Für die Analyse hat Abendblatt-Redakteurin Geneviève Wood eine Speichelprobe abgegeben.

Für die Analyse hat Abendblatt-Redakteurin Geneviève Wood eine Speichelprobe abgegeben.

Foto: Andreas Laible / FUNKE Foto Services

Firmen können die Abstammung per DNA-Analyse ermitteln. Doch das Verfahren ist umstritten. Geneviève Wood hat’s getestet.

Hamburg.  Wer bin ich, und wo komme ich her? Woher die Vorfahren stammen, wer wann mit wem verheiratet oder eben nicht verheiratet war, das interessiert die Menschen zunehmend. Die Branche boomt – laut einer Allensbach-Untersuchung wünscht sich jeder Zweite, mehr über seine Ahnen zu erfahren. Die Herkunft wird aber nicht nur nur anhand von Dokumenten und Datenbanken zurückverfolgt, sondern auch mittels DNA-Proben. Das Abendblatt hat es getestet.

„Die Mehrheit der Deutschen wohnt nicht mehr in ihrem Geburtsort, und auch vorherige Generationen sind aus unterschiedlichen Gründen umgezogen oder haben ihr Heim durch Kriege verloren. So gehen wichtige Informationen und Geschichten über die Ahnen verloren. Immer seltener werden die historischen Unterlagen im Keller des Elternhauses gelagert. Für viele wird es wieder wichtiger, Informationen über die Herkunft einzuholen und auch verlorene Verwandte wiederzufinden“, sagt Alexandra Rudhart von Ancestry, der nach eigenen Aussagen weltweit führenden Onlineplattform für Ahnenforschung und DNA-Genealogie. Viele allerdings möchten gern mehr über sich und ihre Herkunft erfahren. „Denn das Wissen über die eigenen Wurzeln gibt den Menschen in dieser unübersichtlichen Zeit ein Gefühl von Orientierung.“

Was die DNA über die Herkunft verrät

Anbieter von Genuntersuchungen versprechen, Verwandte zu finden, Stammbäume zu erweitern und so mehr über die eigene genetische Geschichte zu erfahren. In den USA ist das bereits länger so. Ancestry ermöglicht es, neben anderen Anbietern, mehr über Herkunft und Familiengeschichten zu erfahren. Die DNA-Analyse soll Aufschluss darüber geben, aus welchen Teilen der Welt die Familie stammt, und beim Auffinden weit entfernter Verwandter helfen.

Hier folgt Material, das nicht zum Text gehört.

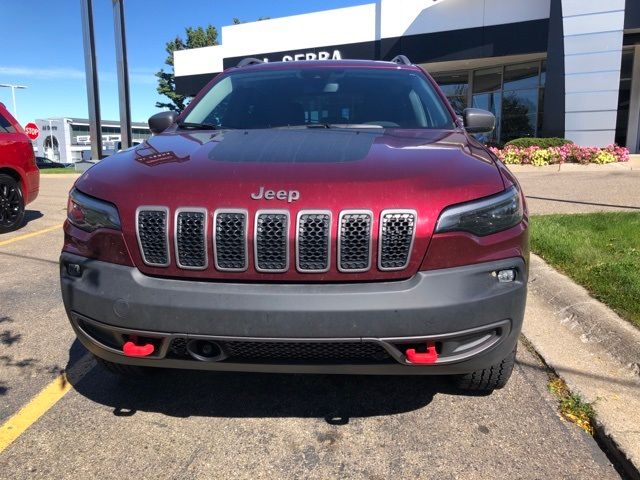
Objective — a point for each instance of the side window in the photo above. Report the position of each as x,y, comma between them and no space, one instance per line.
5,126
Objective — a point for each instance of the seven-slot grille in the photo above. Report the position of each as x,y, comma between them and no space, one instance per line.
153,231
396,239
271,245
271,242
354,241
313,241
230,240
191,238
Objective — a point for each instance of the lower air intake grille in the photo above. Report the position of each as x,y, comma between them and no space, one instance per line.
271,242
230,241
354,243
313,242
306,351
152,236
396,238
191,244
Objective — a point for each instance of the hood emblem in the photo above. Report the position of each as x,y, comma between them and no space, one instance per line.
288,195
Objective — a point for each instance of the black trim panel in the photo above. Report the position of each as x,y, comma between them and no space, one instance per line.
471,43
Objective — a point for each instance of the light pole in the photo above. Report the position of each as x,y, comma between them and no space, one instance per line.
13,95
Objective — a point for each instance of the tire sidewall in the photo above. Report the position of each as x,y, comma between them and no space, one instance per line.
20,218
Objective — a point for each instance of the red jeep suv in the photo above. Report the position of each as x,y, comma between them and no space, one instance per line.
311,217
19,175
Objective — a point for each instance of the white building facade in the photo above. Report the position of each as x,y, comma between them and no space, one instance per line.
566,68
65,139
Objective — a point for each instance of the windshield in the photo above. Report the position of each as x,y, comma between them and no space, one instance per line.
345,97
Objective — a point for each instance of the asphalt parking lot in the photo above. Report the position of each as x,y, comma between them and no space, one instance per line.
208,425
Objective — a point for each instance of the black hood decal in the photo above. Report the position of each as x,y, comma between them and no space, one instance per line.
294,146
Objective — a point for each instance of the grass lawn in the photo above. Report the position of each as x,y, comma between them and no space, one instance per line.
57,170
600,251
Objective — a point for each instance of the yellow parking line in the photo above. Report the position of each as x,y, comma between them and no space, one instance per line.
31,412
29,235
43,401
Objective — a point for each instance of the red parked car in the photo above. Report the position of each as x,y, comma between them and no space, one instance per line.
19,175
309,217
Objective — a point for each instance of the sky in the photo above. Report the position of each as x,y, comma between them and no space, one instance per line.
42,48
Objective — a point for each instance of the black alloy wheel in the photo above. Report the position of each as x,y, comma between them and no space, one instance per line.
11,204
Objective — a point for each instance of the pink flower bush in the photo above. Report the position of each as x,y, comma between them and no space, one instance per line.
568,153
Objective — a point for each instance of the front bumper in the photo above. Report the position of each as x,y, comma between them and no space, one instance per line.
473,318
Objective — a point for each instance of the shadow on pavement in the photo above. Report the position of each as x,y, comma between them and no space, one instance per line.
184,393
31,215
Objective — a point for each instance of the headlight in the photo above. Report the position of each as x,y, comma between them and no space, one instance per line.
89,214
483,217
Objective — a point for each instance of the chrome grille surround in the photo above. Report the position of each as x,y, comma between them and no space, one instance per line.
272,257
191,246
271,249
396,235
157,215
350,239
224,260
313,252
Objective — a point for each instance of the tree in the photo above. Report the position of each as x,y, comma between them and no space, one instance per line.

Wie kann ein wenig Speichel Aussagen darüber treffen, woher ich und meine Vorfahren stammen? „Es gibt typische Merkmale in unserer DNA“, sagt Alexandra Rudhart. „Diese Merkmale werden mit Referenzproben verglichen.“ Der Test schätzt die Ethnizität, indem er die DNA mit derjenigen von Menschen aus mehr als 700.000 Orten abgleicht. AncestryDNA nutze die neuesten Erkenntnisse der Genforschung, um den eigenen Abstammungsmix zu erstellen. Dieser berücksichtige genetische Entwicklungen der vergangenen 1000 Jahre und liefere Erkenntnisse, die oft nicht aus historischen Aufzeichnungen hervorgehen.

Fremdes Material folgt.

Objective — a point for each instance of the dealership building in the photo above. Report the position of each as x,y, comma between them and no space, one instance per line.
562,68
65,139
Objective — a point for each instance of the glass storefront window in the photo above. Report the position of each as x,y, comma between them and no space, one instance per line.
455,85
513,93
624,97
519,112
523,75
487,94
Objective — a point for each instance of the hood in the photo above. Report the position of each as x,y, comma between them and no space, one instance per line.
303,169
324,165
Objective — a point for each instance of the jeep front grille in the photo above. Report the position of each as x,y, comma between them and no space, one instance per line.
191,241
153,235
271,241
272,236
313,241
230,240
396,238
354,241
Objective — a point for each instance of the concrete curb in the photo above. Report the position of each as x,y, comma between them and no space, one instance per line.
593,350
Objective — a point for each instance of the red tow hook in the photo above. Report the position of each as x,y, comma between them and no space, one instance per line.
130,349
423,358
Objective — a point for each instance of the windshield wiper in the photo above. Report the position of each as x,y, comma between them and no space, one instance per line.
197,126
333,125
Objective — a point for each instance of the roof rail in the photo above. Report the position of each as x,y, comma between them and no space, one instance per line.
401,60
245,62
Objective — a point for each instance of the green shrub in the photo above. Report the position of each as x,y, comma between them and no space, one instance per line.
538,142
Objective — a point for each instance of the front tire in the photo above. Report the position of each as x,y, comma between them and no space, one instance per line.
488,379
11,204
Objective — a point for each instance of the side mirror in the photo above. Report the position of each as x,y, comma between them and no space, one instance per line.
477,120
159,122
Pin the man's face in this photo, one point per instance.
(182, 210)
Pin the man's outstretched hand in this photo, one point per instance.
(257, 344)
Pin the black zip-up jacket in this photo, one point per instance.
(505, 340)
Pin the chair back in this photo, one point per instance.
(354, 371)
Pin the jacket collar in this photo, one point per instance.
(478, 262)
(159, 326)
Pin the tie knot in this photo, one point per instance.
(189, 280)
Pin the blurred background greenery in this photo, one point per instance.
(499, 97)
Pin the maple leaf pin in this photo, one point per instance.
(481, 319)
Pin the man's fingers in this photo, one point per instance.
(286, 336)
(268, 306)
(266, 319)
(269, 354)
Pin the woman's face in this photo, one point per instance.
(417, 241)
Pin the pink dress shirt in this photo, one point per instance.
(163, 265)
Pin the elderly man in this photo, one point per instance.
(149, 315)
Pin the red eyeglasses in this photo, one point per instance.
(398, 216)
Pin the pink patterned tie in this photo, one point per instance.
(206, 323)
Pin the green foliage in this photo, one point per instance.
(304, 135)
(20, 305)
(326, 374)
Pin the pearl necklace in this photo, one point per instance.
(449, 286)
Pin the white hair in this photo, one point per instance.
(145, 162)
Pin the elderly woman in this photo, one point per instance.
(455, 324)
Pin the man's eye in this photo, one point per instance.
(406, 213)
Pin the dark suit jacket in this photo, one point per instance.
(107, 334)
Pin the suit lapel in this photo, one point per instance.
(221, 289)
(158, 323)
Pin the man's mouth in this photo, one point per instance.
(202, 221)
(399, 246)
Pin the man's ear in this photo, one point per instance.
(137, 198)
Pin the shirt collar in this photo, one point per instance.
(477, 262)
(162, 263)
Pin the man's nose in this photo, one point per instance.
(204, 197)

Ich habe es ausprobiert und ein wenig Familienforschung betrieben. Das geht so: Speichelprobe abschicken, möglichst viele Daten von Großeltern und Urgroßeltern wie Geburtsdatum und -ort, Sterbedatum und -ort sowie die genauen Namen angeben, und schon soll man erfahren, woher man kommt. Außerdem muss man sich auf der Internetplattform registrieren lassen. Das geht kostenlos als Gast oder als kostenpflichtige Mitgliedschaft.

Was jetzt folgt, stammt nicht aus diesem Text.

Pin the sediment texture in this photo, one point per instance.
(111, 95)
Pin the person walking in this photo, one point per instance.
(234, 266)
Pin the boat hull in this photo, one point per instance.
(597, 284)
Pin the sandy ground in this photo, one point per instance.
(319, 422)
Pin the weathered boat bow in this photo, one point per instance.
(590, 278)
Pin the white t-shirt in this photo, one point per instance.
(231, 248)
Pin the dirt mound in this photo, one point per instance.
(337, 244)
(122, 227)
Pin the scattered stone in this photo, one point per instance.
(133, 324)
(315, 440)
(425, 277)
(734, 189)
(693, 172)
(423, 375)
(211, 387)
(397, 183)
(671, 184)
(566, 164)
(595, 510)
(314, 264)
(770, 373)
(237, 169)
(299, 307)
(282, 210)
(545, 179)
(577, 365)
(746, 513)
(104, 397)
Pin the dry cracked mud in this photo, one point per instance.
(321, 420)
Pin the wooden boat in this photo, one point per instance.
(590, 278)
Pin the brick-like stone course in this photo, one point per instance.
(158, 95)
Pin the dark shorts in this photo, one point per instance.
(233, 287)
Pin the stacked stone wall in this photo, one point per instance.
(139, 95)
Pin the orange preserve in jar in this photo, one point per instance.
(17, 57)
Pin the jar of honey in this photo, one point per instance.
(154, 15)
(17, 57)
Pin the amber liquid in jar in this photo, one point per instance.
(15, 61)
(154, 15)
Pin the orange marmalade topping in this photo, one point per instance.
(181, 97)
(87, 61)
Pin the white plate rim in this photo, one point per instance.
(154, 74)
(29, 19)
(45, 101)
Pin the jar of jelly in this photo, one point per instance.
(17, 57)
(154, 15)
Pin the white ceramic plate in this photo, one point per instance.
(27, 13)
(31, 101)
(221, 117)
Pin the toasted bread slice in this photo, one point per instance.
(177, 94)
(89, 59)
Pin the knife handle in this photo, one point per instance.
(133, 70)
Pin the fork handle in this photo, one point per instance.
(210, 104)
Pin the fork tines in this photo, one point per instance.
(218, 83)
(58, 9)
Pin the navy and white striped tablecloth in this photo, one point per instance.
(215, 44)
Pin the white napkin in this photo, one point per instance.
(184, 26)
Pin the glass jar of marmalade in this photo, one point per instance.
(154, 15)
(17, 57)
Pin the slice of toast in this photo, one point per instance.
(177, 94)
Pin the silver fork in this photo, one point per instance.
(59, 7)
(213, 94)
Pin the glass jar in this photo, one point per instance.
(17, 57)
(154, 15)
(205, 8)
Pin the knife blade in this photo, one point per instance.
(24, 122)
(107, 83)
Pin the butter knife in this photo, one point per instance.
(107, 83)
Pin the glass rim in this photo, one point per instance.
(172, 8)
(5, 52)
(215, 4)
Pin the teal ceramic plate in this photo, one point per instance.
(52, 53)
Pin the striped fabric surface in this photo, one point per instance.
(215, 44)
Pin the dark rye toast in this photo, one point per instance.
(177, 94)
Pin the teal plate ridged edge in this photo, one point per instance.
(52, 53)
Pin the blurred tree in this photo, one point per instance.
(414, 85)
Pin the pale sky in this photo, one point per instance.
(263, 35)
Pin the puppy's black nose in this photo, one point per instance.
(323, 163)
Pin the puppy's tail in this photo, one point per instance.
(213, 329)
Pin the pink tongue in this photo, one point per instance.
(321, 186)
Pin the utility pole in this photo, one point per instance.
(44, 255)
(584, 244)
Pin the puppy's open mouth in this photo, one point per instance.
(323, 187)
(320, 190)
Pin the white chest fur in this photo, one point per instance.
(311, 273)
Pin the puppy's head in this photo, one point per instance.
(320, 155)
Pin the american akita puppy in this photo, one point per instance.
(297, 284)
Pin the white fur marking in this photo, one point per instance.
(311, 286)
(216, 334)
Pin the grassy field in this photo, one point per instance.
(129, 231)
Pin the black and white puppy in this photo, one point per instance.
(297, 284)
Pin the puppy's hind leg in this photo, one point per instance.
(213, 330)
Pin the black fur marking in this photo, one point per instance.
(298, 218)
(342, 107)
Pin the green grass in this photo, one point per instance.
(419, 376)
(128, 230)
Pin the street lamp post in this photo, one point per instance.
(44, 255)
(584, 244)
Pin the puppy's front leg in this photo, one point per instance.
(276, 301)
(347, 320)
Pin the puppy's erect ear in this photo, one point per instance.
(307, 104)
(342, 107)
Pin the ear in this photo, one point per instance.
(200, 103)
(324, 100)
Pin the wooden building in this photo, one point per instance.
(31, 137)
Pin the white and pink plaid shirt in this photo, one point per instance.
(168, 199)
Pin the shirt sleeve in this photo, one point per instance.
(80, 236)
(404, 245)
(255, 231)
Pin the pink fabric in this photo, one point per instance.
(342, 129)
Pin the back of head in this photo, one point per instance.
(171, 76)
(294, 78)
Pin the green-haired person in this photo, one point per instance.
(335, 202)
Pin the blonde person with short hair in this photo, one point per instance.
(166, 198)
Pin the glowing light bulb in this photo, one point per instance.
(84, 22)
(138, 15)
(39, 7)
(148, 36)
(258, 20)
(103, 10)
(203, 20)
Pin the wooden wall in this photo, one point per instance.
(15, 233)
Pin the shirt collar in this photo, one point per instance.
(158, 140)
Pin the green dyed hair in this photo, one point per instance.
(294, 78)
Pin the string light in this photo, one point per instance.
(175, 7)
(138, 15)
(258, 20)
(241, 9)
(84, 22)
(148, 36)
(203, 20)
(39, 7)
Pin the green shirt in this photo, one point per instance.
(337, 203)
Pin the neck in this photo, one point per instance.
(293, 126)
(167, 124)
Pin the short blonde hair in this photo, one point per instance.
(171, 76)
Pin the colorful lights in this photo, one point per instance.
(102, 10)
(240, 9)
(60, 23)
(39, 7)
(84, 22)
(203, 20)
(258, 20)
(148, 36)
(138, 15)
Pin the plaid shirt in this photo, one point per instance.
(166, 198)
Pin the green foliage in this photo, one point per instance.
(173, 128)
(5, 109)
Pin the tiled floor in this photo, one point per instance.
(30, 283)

Deutscher DNA-Anteil knapp 30 Prozent

Als ich mein Ergebnis einige Wochen später bekomme, ist die Analyse keine Sensation: 69 Prozent England, Wales und Nordwesteuropa stecken in mir. Kurios ist aber der geringe Anteil an deutscher Ethnizität, ich dachte ich wäre etwa halbe-halbe. Die Erklärung: „Die Norddeutschen haben viel angelsächsische DNA in sich“, sagt Berufsgenealogin Ursula Krause. Das bedeutet nicht, dass ich dort Vorfahren mütterlicherseits habe, sondern vielmehr, dass ich gemeinsame Vorfahren mit Menschen in England und Wales teile.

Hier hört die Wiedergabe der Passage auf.